A l'imitation des Grecs, les Romains eurent aussi leurs jeux. Les plus connus étaient celui de pair ou non, la mourre, le trochus, le jeu des larrons, qui approchait de notre jeu d'échecs, et se jouait sur une table marquée en façon d'échiquier ; auxquels on peut joindre deux jeux de hasard, savoir celui des osselets et celui des dés ; mais nous voyons que, jusqu'à la fin de la république, les jeux de hasard furent sévèrement défendus.
Le jeu chez les Germains
Les Germains, suivant le témoignage de Tacite, se livraient à cette passion avec une telle frénésie, qu'après avoir tout perdu, ils se jouaient eux-mêmes en un seul coup ; alors le vaincu, quoique plus jeune et plus fort, se laissait garrotter et vendre aux étrangers. Saint Ambroise va plus loin : Les Huns, dit—il, après avoir mis au jeu leurs armes et tout ce qu'ils ont de plus cher, y exposent leur vie, et se donnent la mort pour s'acquitter envers le gagnant.
Le jeu en France
Dans un ouvrage intitulé De la passion du Jeu, depuis les temps anciens jusqu'à nos jours (1779), M. Dusaulx, qui remonte à l'origine du jeu, et le suit dans tous les lieux, dans tous les siècles, le découvre chez les sauvages, comme au sein des nations civilisées et corrompues ; mais il ne lui semble nulle part aussi actif, aussi funeste, aussi universellement étendu que parmi nous. Accueilli d'abord par la noblesse, des courtisans avides et desœuvrés l'introduisent auprès du trône ; il séduit nos rois et leur famille : sous François Ier, il commence à régner à la cour ; il s'y fortifie sous Henri II ; l'exemple de Henri IV donne aux joueurs une audace et une considération qui propagent cette épidémie jusqu'au centre de nos provinces. Mazarin, pendant la minorité de Louis XIV, sut aggraver le mal ; le jeu et l'intrigue se trouvèrent enfin naturalisés à la cour. Bientôt on vit les seigneurs français parcourir l'Italie, l'Espagne et l'Angleterre, non pour y signaler, à l'exemple de notre chevalerie, leur bravoure et leur loyauté, mais pour y exercer le vil métier de joueurs et de chevaliers d'industrie.
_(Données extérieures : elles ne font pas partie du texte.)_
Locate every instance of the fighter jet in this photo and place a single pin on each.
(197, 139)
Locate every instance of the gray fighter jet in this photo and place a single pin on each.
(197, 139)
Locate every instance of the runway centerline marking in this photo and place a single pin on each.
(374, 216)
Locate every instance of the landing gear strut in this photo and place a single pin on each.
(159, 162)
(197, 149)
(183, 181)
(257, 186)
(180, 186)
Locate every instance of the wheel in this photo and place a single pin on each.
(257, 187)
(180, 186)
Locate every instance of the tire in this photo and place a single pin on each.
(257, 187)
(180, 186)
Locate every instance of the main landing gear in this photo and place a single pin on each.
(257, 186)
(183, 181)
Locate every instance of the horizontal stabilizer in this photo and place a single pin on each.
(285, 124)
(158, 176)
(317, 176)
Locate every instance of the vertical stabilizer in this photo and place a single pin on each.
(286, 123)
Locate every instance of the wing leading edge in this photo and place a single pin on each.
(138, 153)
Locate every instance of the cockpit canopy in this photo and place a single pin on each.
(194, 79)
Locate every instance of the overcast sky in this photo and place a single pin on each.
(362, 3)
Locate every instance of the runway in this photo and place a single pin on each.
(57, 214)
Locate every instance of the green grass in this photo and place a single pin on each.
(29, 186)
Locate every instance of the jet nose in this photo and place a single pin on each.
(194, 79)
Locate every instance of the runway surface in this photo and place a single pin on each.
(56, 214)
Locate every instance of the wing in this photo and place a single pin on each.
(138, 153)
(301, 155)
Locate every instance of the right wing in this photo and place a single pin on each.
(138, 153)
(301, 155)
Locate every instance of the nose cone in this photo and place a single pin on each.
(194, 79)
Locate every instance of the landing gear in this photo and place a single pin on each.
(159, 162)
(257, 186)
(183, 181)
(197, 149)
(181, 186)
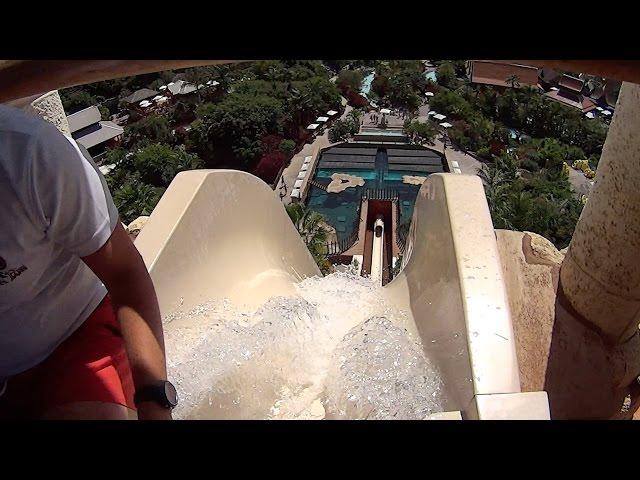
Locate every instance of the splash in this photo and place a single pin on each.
(335, 350)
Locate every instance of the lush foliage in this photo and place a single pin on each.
(269, 166)
(400, 83)
(350, 80)
(541, 203)
(342, 130)
(150, 129)
(139, 178)
(310, 227)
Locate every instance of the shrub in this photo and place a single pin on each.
(350, 80)
(342, 130)
(269, 166)
(484, 152)
(136, 198)
(287, 146)
(158, 163)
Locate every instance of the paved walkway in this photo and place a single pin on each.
(373, 118)
(290, 174)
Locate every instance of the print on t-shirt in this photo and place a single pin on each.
(11, 274)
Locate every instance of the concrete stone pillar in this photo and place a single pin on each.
(48, 106)
(600, 276)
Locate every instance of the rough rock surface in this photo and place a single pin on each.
(531, 280)
(558, 352)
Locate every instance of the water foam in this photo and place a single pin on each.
(334, 351)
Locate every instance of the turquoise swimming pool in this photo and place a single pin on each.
(381, 167)
(341, 209)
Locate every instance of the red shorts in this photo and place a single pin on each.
(89, 366)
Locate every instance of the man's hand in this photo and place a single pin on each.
(120, 267)
(153, 411)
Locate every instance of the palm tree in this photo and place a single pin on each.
(513, 80)
(309, 226)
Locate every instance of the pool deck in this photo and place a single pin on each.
(290, 174)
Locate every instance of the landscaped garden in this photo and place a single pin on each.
(254, 119)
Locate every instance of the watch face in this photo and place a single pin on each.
(171, 394)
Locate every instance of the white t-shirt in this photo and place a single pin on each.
(54, 208)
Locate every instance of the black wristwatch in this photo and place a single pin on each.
(163, 393)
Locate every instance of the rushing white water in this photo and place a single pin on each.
(334, 351)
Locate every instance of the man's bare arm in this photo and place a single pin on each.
(121, 268)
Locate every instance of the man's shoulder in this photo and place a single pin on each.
(15, 121)
(22, 135)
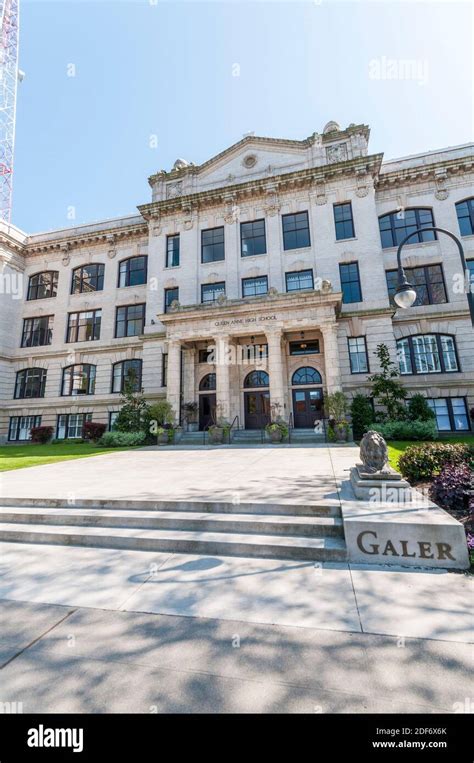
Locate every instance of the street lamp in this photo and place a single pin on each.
(405, 295)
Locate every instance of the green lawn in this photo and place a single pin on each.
(397, 447)
(20, 456)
« Séduits par l'exemple, dit l'éloquent auteur que nous venons de citer, tous les ordres de citoyens veulent jouer et donner à jouer ; on enseigne les jeux à la jeunesse avant de l'introduire dans le monde, et l'ignorance de cette science infernale est maintenant regardée comme un défaut essentiel d'éducation. Aussi n'admettons dans la bonne compagnie que des maîtres et des disciples pour le moins disposés à payer au centuple les tableaux et les fiches qu'on leur présente, les bougies qui les éclairent, les valets qui les servent, et les mets destinés à prolonger ce honteux agiotage.
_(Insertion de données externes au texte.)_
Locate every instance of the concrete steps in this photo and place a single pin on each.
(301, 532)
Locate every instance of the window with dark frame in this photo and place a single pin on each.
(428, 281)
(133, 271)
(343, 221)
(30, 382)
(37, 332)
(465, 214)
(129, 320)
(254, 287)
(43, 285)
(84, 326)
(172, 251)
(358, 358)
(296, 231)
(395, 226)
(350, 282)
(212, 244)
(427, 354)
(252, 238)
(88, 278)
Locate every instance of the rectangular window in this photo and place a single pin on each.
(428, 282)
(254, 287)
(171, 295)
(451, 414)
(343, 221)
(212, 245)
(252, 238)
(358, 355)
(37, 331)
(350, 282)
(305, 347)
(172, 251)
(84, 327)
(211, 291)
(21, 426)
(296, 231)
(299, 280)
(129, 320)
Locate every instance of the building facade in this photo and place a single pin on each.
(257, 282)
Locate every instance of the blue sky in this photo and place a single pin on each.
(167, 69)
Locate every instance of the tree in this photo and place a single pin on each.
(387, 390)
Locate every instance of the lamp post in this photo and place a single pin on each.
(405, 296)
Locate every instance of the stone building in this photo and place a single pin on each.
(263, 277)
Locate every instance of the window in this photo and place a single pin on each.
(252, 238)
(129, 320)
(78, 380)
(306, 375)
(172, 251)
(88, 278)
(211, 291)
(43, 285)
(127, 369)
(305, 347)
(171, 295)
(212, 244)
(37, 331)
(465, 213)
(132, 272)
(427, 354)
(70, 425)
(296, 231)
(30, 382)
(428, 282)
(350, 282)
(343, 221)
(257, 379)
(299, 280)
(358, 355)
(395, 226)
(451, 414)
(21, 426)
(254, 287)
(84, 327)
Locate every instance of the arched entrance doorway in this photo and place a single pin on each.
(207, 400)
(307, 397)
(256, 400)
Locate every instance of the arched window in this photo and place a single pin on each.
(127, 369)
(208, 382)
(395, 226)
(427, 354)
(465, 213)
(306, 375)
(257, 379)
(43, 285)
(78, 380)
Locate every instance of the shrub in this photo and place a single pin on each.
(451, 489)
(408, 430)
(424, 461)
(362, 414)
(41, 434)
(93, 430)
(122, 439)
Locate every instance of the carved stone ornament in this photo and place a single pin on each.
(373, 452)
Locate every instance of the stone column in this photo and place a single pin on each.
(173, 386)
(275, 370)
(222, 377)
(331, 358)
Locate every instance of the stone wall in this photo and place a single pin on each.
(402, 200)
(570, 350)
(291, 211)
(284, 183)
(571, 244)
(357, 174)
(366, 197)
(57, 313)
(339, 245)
Les familles et les amis se rassemblent, moins pour se voir et s'entretenir que pour s'entre-disputer l'or que chacun possède. L'insensé qui se laisse ruiner sans se plaindre obtient le titre honorable de beau joueur ; on l'accueille, on le recherche, on célèbre la noblesse de son âme, jusqu'à ce que, réduit à l'indigence, il soit forcé d'aller cacher sa honte et son désespoir loin des barbares qui l'ont dépouillé. »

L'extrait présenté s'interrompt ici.